The other important factor for SEO is to set very specific goals. If you are not interested in brand awareness or number of visits you need to know this before you start doing keyword research. Some websites live on advertising and care only about number of visits. A dental clinic or other medical practice is not really interested in how many people are visiting the site, the interest is in inquiries. And again, it is possible to waste SEO on keywords that do not result in people inquiring about your services. So another step before embarking on a SEO campaign is to ask yourself this question: “Will this list of keywords result in new patients calling my office for dental services?”.
How High In The SEO Rankings Before I See More Traffic?

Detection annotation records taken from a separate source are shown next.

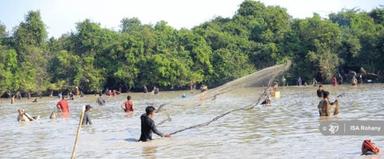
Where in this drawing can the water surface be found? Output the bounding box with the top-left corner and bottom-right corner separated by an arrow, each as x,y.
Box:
0,84 -> 384,159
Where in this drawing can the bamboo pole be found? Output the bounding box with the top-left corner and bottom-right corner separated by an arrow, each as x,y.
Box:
71,106 -> 85,159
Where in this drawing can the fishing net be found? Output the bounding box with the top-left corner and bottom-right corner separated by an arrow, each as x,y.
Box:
156,61 -> 291,112
170,61 -> 291,135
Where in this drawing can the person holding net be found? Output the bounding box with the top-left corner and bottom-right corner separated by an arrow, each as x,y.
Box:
139,106 -> 170,142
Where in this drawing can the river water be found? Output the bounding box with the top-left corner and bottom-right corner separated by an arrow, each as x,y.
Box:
0,84 -> 384,159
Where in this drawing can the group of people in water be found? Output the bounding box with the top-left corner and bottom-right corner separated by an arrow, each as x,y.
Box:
17,90 -> 170,142
12,77 -> 380,155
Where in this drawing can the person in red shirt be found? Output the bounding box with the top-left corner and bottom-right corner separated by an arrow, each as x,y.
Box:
56,96 -> 69,113
121,96 -> 133,112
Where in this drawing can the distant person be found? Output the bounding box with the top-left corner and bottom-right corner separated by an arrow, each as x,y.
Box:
337,73 -> 344,84
69,92 -> 75,100
81,105 -> 92,125
139,106 -> 171,142
261,95 -> 272,105
317,91 -> 339,116
200,85 -> 208,92
331,76 -> 337,86
312,78 -> 317,87
143,85 -> 148,93
96,93 -> 106,105
56,96 -> 69,113
281,76 -> 288,86
17,109 -> 39,122
153,87 -> 160,94
352,76 -> 357,86
359,74 -> 363,84
297,77 -> 303,86
121,96 -> 134,112
316,84 -> 324,98
11,95 -> 15,104
16,91 -> 23,100
361,140 -> 380,155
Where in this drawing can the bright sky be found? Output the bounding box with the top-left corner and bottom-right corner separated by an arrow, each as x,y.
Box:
0,0 -> 384,37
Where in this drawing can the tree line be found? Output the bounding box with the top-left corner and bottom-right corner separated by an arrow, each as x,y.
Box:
0,0 -> 384,96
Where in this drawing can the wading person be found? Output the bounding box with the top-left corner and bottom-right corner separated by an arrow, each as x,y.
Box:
56,96 -> 69,113
81,105 -> 92,125
121,96 -> 134,112
297,77 -> 303,86
17,109 -> 39,122
352,76 -> 357,86
317,91 -> 339,116
139,106 -> 170,142
331,76 -> 337,86
96,93 -> 105,105
316,84 -> 324,98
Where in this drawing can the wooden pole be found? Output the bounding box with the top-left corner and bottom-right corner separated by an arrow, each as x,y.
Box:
71,106 -> 85,159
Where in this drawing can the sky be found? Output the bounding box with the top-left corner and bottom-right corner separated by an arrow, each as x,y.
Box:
0,0 -> 384,37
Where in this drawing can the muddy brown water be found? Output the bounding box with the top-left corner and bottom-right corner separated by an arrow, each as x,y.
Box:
0,84 -> 384,159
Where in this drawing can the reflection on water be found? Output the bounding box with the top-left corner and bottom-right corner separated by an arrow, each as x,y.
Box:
0,84 -> 384,158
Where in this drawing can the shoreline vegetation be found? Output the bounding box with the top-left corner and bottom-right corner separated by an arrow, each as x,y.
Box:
0,0 -> 384,97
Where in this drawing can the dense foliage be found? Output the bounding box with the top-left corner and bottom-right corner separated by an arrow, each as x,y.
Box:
0,0 -> 384,95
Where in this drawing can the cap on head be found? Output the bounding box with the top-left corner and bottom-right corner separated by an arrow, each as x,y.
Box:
145,106 -> 156,115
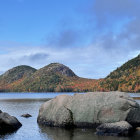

A troublesome aspect of SEO is that if you are going to invest anything in improving your website’s ranking, you really need to be willing to go all the way. If your website currently ranks number 150 for the search term “San Antonio dental clinic” then getting to number 100 will make absolutely no difference whatsoever. You will get the same number of visits – zero or close to it. Same when you go from 100 to 50. You should see perhaps a tiny volume of visits when you go from 50th place to 30th. It is only when you reach the second page of google will you see anything even worth mentioning in terms of traffic.
Studies over many years have never changed. You don’t see any significant traffic until you are placed on the home page of the search results. And then, you only start getting an important percentage of the traffic when you are in first, second or third place.
So if you are not willing to go the whole distance, don’t start the race. SEO is not about simply improving your position- it is about dominating in search. Then and only then do you reap the rewards of your hard work.